Caspase-3, TRAF4 and fractalkine expression differs in the brains of 1-day-old versus 4-week-old CD1 mice. (A) RiboQuant Apo-1 Multi-Probe RNase protection assay measuring caspase mRNA expression in the brains of dsTE12Q- or mock-infected mice of different ages at serial time points after infection.
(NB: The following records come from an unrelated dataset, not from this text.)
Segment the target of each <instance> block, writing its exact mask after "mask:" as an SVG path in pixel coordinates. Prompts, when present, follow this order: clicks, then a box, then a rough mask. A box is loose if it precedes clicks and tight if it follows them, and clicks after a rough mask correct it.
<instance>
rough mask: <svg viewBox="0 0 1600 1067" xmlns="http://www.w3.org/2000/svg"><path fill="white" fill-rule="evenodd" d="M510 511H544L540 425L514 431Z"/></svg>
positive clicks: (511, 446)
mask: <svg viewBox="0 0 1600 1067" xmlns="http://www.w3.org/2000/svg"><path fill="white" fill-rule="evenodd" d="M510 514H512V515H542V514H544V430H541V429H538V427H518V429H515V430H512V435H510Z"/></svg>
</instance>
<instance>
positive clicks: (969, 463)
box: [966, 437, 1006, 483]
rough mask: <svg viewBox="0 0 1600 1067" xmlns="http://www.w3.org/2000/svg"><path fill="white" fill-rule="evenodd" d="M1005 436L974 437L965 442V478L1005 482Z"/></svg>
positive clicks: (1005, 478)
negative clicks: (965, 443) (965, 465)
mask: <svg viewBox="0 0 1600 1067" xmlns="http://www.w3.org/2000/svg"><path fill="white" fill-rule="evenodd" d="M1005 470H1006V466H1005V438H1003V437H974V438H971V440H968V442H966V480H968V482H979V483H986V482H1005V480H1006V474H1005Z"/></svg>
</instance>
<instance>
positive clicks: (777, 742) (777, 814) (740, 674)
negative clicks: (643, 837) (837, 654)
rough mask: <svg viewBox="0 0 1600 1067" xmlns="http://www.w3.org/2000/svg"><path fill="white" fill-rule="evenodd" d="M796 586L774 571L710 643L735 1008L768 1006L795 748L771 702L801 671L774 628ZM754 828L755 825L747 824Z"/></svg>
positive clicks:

RNA was pooled from three mice per time point per treatment group. (B) RT-PCR analysis of RNA samples from triplicate mouse brains harvested at serial time points after infection with dsTE12Q or mock infection to detect GAPDH, Sindbis virus E2 envelope glycoprotein, fractalkine, and TRAF4. (C) Immunoperoxidase staining to detect fractalkine expression in mock-infected 1-day-old and 4-week-old brain tissue. Representative sections from the hippocampus by using a ×4 (upper panels) or ×10 (lower panels) objective lens. C-, caspase; p.i., postinfection; fract, fractalkine.

FIG. 4.

Age-related difference in upregulation of mouse ISG12 expression after dsTE12Q infection. (A) Northern blot analysis of ISG12 and GAPDH mRNA expression in mouse brains harvested at 60 h after intracerebral mock or virus infection of 1-day-old or 4-week-old mice. (B) RT-PCR analysis of ISG12, GAPDH, and Sindbis virus E2 envelope glycoprotein gene in RNA harvested from triplicate mouse brains at serial time points after mock or virus infection. SIN, Sindbis virus, strain dsTE12Q; d/o, day-old; p.i., postinfection.

FIG. 5.

Deduced amino acid sequence of mouse ISG12 (GenBank accession no. AY090098) (A), Kaplan-Meier survival curves of 1-day-old mice infected intracerebrally with 1,000 PFU of dsTE12Q/ISG12 or dsTE12Q/ISG12control (B), and viral growth curves in mouse brains infected with dsTE12Q/ISG12 or dsTE12Q/ISGcontrol. The results in panel B represent combined survival curves for eight independent litters with 10 to 12 mice per litter. Similar differences in survival curves were observed in each independent litter. Significance of survival difference between dsTE12Q/ISG12- and dsTE12Q/ISG12 control-infected mice is P = 0.0001 (log-rank sum test). The results in panel C represent the geometric mean viral titers of five to six mice per time point per virus group.